Menurut Worldometers, hingga Jumat (12/6/2020), jumlah positif Covid-19 di Arab Saudi mencapai 119.942 orang, dengan 893 orang meninggal dan 81.029 orang dinyatakan sembuh.
Jumlah positif Covid-19 di Arab Saudi merupakan yang terbesar ketiga di Timur Tengah setelah Iran dan Turki. Penambahan jumlah positif Covid-19 per hari di Arab Saudi cukup tinggi. Pada Jumat (12/6/2020), jumlah korban baru positif Covid-19 mencapai 3.921 orang.
Baca juga: Masjidil Haram Buka Akhir Juni
Padahal, Arab Saudi sejak akhir Februari lalu telah melakukan karantina sangat ketat untuk mencegah penyebaran Covid-19. Arab Saudi telah membekukan penyelenggaraan ibadah umrah sejak 27 Februari lalu. Namun, kenyataannya pada Juni ini justru kurva positif Covid-19 di Arab Saudi cenderung naik tajam.
Tren naiknya kurva korban positif penyakit Covid-19 yang cukup tajam itu barangkali telah menjadi faktor utama Raja Salman selama ini untuk terus menunda pengambilan keputusan soal haji itu.
Jika tren kurva positif Covid-19 di Arab Saudi terus naik tajam hingga pekan depan atau 10 hari ke depan, kemungkinan besar keputusan yang akan diambil Raja Salman adalah meniadakan ibadah haji 2020.
Sebaliknya, jika Arab Saudi secara mengejutkan dalam sepekan atau 10 hari mendatang berhasil menekan tren kenaikan kurva positif Covid-19 hingga serendah mungkin atau minimal bisa landai, bisa jadi Raja Salman berani mengambil keputusan untuk menggelar ibadah haji tahun ini. Namun, bisa jadi dengan kuota yang dikurangi 10 persen hingga 20 persen dari setiap negara atau seminimal mungkin.
Hal itu pun dengan pelaksanaan protokol kesehatan yang sangat ketat. Tentu Arab Saudi akan berkonsultasi dengan WHO terkait dengan protokol kesehatan jika menggelar ibadah haji tahun ini.

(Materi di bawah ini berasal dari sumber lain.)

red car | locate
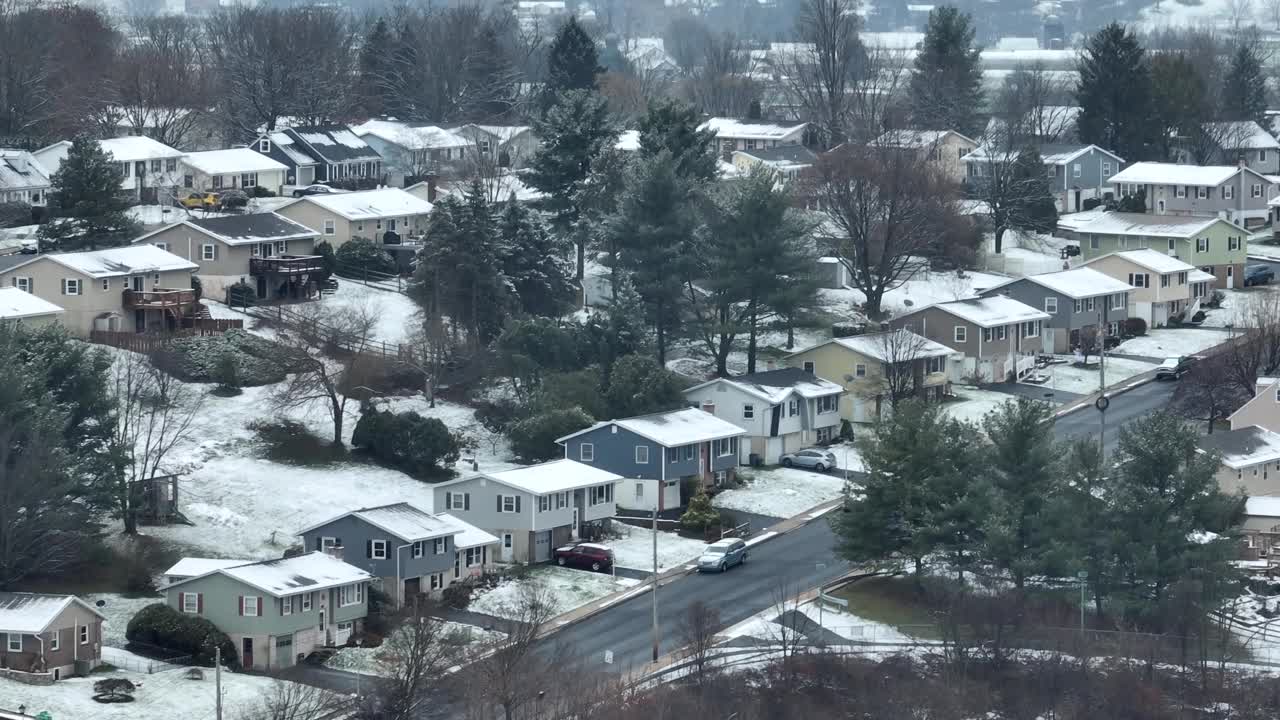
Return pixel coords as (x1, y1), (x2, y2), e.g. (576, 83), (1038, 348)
(556, 542), (613, 571)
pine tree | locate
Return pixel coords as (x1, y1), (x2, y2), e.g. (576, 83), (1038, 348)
(1075, 23), (1153, 161)
(37, 135), (138, 250)
(1221, 42), (1268, 127)
(910, 6), (983, 137)
(498, 197), (575, 318)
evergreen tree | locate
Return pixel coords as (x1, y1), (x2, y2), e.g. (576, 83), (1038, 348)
(639, 100), (718, 181)
(1221, 41), (1268, 127)
(910, 5), (983, 137)
(498, 196), (575, 318)
(37, 135), (140, 250)
(1075, 23), (1153, 161)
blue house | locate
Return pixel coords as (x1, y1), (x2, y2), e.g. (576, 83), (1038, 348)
(556, 407), (746, 510)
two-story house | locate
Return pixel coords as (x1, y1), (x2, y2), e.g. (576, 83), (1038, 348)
(250, 124), (383, 187)
(964, 145), (1124, 213)
(787, 329), (960, 423)
(431, 460), (623, 564)
(276, 187), (431, 250)
(133, 213), (324, 302)
(685, 368), (845, 465)
(1064, 213), (1249, 288)
(163, 552), (372, 670)
(556, 407), (746, 510)
(982, 268), (1130, 355)
(0, 245), (197, 337)
(1084, 249), (1208, 328)
(1111, 163), (1275, 228)
(298, 502), (498, 605)
(0, 592), (106, 684)
(890, 295), (1050, 383)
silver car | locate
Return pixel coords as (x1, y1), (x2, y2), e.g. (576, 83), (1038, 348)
(698, 538), (746, 573)
(782, 447), (836, 473)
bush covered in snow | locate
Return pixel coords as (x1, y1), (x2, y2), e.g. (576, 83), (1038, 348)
(124, 602), (239, 669)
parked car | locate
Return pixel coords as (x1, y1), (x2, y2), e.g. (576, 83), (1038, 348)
(1156, 356), (1196, 380)
(556, 542), (613, 573)
(293, 184), (337, 197)
(782, 447), (836, 473)
(1244, 265), (1276, 287)
(698, 538), (746, 573)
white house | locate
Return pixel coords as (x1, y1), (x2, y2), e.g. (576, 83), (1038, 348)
(685, 368), (845, 465)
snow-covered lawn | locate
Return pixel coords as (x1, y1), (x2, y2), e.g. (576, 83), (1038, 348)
(605, 523), (707, 571)
(0, 669), (275, 720)
(1107, 328), (1231, 356)
(712, 461), (845, 518)
(467, 565), (640, 618)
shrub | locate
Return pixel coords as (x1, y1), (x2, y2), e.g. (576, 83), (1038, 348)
(507, 407), (593, 462)
(351, 410), (461, 479)
(124, 602), (239, 669)
(334, 237), (396, 275)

Jika Arab Saudi jatuh pada keputusan menggelar ibadah haji dengan kuota seminimal mungkin, itu sekaligus membuat ibadah haji tetap terselenggara secara berkesinambungan sejak berdirinya negara Arab Saudi modern tahun 1932.
Mungkin saja pendapat WHO akan menjadi pertimbangan utama Raja Salman dalam mengambil keputusan menyelenggarakan atau tidak menyelenggarakan ibadah haji pada 2020.